Allah’ın isimlerinden (esmâ-i hüsnâ*) biri.

“Bir, yegâne, bir tek” anlamına gelen ahadın, vahd (الوحد) veya vahde (الوحدة) kökünden türetilen vahad kelimesindeki vav harfinin hemzeye çevrilmesiyle ortaya çıkmış bir isim olduğu kabul edilir. Aynı kökten türemiş olan vâhid de aynı veya yakın anlamda olmak üzere Allah’ın isimleri arasında yer alır. Ahad, İhlâs sûresinde (112/1) doğrudan doğruya, bazı âyetlerde de (bk. el-Beled 90/5, 7) dolaylı olarak Allah’a nisbet edilmiş, bu mânada hadislerde de geçmiştir (bk. Buhârî, “Tefsîr”, 112; Ebû Dâvûd, “Vitr”, 23; İbn Mâce, “Duâ”, 10; Nesâî, “Cenâiz”, 117). Vâhid ismi ise Kur’ân-ı Kerîm’de on beş yerde ilâhın, beş yerde Allah lafzının sıfatı, bir âyette Allah’a râci zamirin haberi olarak kullanılmış, hadislerde de Allah’a nisbet edilmiştir (bk. Tirmizî, “Da‘avât”, 82; İbn Mâce, “Duâ”, 10; Müsned, IV, 103, 238).

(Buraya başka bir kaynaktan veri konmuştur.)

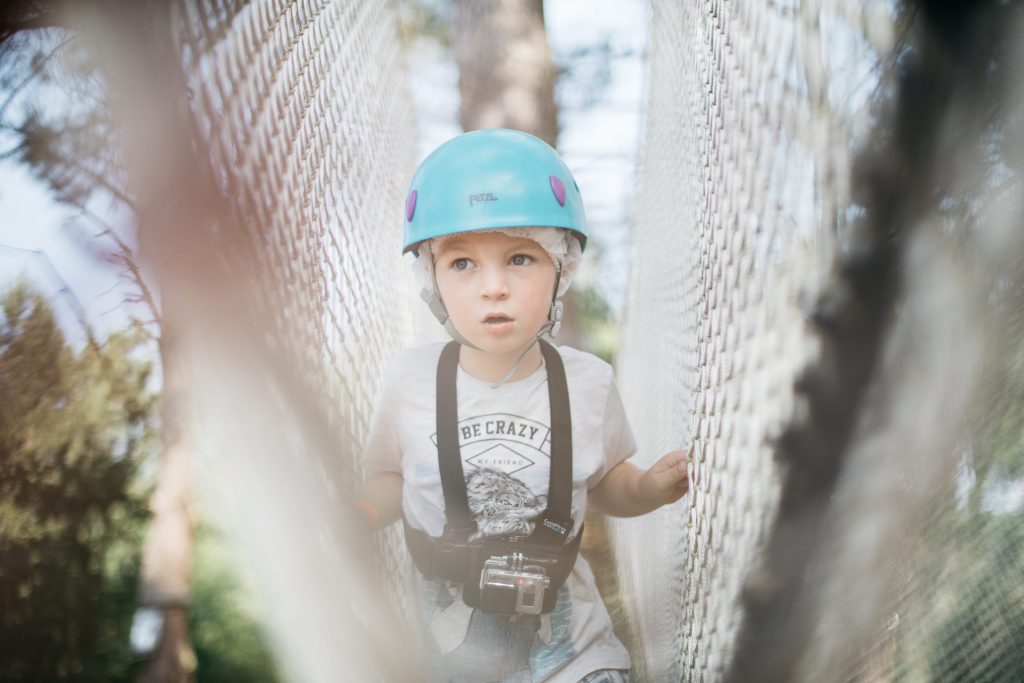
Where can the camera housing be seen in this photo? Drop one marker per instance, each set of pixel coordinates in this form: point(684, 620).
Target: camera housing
point(513, 585)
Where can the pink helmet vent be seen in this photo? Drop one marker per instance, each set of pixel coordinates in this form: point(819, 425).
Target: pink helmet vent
point(411, 205)
point(559, 188)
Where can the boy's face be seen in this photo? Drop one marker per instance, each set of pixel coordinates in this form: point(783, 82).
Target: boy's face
point(497, 288)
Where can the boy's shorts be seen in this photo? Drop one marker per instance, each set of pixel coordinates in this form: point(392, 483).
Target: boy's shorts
point(607, 676)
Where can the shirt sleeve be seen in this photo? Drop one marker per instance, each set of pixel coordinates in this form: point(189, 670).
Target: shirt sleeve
point(382, 451)
point(617, 435)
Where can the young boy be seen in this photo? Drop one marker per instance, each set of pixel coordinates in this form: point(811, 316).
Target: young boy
point(492, 446)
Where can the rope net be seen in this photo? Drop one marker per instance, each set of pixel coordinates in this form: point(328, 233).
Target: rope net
point(893, 568)
point(910, 564)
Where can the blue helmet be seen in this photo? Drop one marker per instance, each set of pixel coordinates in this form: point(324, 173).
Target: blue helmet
point(492, 178)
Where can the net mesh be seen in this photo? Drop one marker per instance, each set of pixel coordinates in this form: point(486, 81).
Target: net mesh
point(754, 113)
point(301, 108)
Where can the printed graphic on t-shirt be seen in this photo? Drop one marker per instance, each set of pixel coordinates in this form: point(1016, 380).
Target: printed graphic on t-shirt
point(494, 447)
point(502, 441)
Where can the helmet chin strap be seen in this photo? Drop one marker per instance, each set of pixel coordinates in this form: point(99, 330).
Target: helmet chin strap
point(553, 325)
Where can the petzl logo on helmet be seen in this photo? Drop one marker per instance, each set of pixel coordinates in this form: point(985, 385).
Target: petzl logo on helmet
point(555, 526)
point(482, 197)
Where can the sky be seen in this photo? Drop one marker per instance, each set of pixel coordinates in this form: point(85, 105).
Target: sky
point(599, 141)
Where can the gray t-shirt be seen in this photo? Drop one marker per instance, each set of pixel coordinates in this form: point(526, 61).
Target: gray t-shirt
point(504, 437)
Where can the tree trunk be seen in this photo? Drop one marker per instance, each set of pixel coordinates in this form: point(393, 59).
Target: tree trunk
point(167, 554)
point(507, 80)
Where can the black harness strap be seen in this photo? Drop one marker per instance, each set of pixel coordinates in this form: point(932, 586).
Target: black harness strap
point(453, 556)
point(460, 520)
point(556, 522)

Vâhid ve ahad kavramları Allah hakkında kullanıldığında, “bölünmesi (tecezzî, inkısâm) ve sayısının artması (tekessür) mümkün olmayan bir, tek, yegâne varlık” mânasını ifade eder. Buradaki birlik, herhangi bir sayı dizisinin ilk basamağı anlamında değildir; Allah’ın cüzlerden teşekkül eden birleşik (mürekkeb*) bir varlık olmadığı, benzeri ve dengi bulunmadığı mânasını taşır. Aynı kökten gelmekle birlikte ahad ile vâhid arasında kullanılış bakımından bazı farklar tesbit edilmiştir. Ahad, genellikle nefy için kullanılır ve Allah’a nisbet edildiğinde onun birliğini tenzihî veya selbî (ne olmadığını belirten) sıfatları (celâl sıfatları) açısından anlatır. Nitekim İhlâs sûresindeki ahad, “ortağı ve benzeri yoktur, bu bakımdan O, bir ve tektir” anlamını taşır ve sûrenin daha sonraki âyetleri de bu mânadaki birliği vurgular. Aynı sûreye bundan dolayı Tevhîd adı da verilmiştir.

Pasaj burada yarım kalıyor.